Poster abstract details

Classification of Sodium MRI Data of Cartilage Using Machine Learning
Guillaume Madelin, Frederick Poidevin, Antonios Makrymallis and Ravinder R. Regatte


Purpose: To assess the possible utility of machine learning for classifying subjects with and subjects without osteoarthritis using sodium magnetic resonance imaging data. Theory: support vector machine, k-nearest neighbors, naive Bayes, discriminant analysis, linear regression, logistic regression, neural networks, decision tree, and tree bagging were tested. Methods: Sodium magnetic resonance imaging with and without fluid suppression by inversion recovery was acquired on the knee cartilage of 19 controls and 28 osteoarthritis patients. Sodium concentrations were measured in regions of interests in the knee for both acquisitions. Mean (MEAN) and standard deviation (STD) of these concentrations were measured in each regions of interest, and the minimum, maximum, and mean of these two measurements were calculated over all regions of interests for each subject.

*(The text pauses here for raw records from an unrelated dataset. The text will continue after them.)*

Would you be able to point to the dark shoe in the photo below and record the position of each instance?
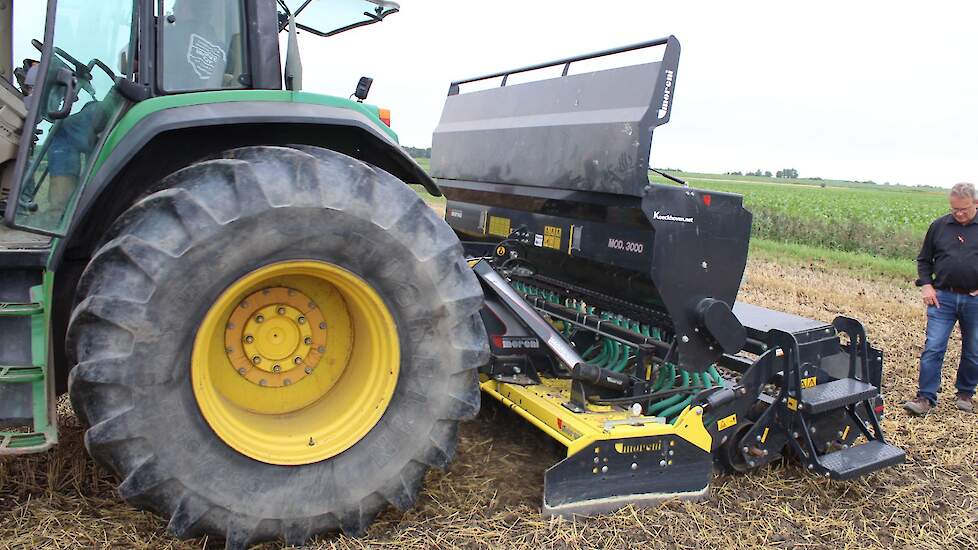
(918, 407)
(964, 402)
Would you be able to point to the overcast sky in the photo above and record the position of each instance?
(864, 90)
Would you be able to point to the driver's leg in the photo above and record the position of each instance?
(64, 165)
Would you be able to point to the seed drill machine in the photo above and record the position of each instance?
(611, 301)
(268, 335)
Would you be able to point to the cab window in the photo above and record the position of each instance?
(203, 45)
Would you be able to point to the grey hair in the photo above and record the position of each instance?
(963, 190)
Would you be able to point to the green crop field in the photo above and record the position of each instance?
(880, 220)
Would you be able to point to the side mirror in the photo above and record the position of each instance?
(363, 88)
(124, 61)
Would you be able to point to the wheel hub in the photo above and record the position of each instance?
(275, 337)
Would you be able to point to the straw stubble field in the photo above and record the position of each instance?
(490, 496)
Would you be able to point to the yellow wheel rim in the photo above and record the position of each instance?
(295, 362)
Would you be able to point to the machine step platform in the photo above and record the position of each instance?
(861, 459)
(27, 414)
(836, 394)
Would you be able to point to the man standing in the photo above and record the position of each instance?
(947, 268)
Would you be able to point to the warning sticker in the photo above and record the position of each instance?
(551, 236)
(726, 422)
(499, 226)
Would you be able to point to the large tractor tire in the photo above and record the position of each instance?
(277, 344)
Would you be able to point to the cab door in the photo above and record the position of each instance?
(87, 49)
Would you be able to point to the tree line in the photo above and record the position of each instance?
(786, 173)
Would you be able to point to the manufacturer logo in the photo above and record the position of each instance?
(509, 342)
(656, 215)
(666, 95)
(631, 448)
(204, 56)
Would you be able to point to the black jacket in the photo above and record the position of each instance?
(949, 257)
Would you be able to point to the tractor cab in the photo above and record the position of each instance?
(92, 62)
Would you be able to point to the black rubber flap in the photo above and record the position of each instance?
(699, 252)
(613, 474)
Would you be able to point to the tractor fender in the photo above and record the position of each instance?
(223, 126)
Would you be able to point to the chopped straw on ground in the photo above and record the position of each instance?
(490, 496)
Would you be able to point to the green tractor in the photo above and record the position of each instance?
(266, 332)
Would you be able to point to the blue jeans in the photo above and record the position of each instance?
(962, 309)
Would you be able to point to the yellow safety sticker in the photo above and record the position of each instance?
(726, 422)
(551, 236)
(499, 226)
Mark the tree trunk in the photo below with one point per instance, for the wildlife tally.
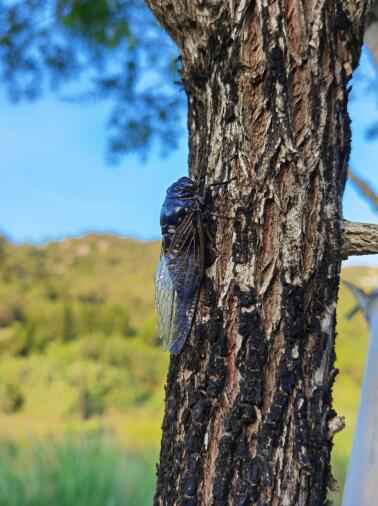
(248, 414)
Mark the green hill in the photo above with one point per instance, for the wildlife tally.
(78, 347)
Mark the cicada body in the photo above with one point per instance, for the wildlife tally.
(181, 265)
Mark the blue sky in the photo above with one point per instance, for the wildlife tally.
(55, 182)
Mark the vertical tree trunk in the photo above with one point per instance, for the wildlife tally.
(248, 401)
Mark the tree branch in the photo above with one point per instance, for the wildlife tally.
(365, 188)
(359, 239)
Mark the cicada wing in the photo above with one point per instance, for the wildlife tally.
(178, 280)
(188, 282)
(165, 302)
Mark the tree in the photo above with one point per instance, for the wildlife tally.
(112, 47)
(249, 416)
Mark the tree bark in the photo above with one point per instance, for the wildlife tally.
(248, 414)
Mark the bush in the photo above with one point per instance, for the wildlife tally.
(11, 398)
(82, 472)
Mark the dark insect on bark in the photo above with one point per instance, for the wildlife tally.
(182, 262)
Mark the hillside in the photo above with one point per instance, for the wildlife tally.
(78, 346)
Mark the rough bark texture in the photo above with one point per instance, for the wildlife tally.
(248, 402)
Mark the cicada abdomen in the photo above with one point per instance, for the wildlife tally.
(181, 265)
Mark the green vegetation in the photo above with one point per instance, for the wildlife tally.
(79, 354)
(74, 472)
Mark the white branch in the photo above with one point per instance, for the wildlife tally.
(359, 239)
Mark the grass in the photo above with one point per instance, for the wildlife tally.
(75, 472)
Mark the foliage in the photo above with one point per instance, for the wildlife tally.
(110, 373)
(103, 49)
(77, 472)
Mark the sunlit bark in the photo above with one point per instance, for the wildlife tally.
(249, 416)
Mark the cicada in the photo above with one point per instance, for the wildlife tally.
(182, 261)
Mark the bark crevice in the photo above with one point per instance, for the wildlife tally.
(249, 415)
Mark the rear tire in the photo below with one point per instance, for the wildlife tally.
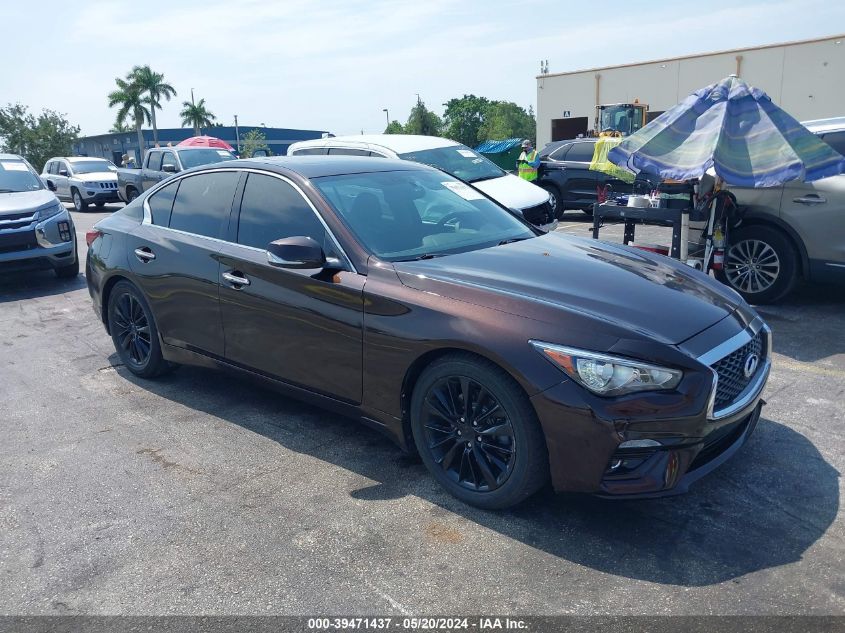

The resulting 12 variables per subject were used as predictors for classification. Results: Either Min [STD] alone, or in combination with Mean [MEAN] or Min [MEAN], all from fluid suppressed data, were the best predictors with an accuracy $>74\%$, mainly with linear logistic regression and linear support vector machine. Other good classifiers include discriminant analysis, linear regression, and naive Bayes. Conclusion: Machine learning is a promising technique for classifying osteoarthritis patients and controls from sodium magnetic resonance imaging data.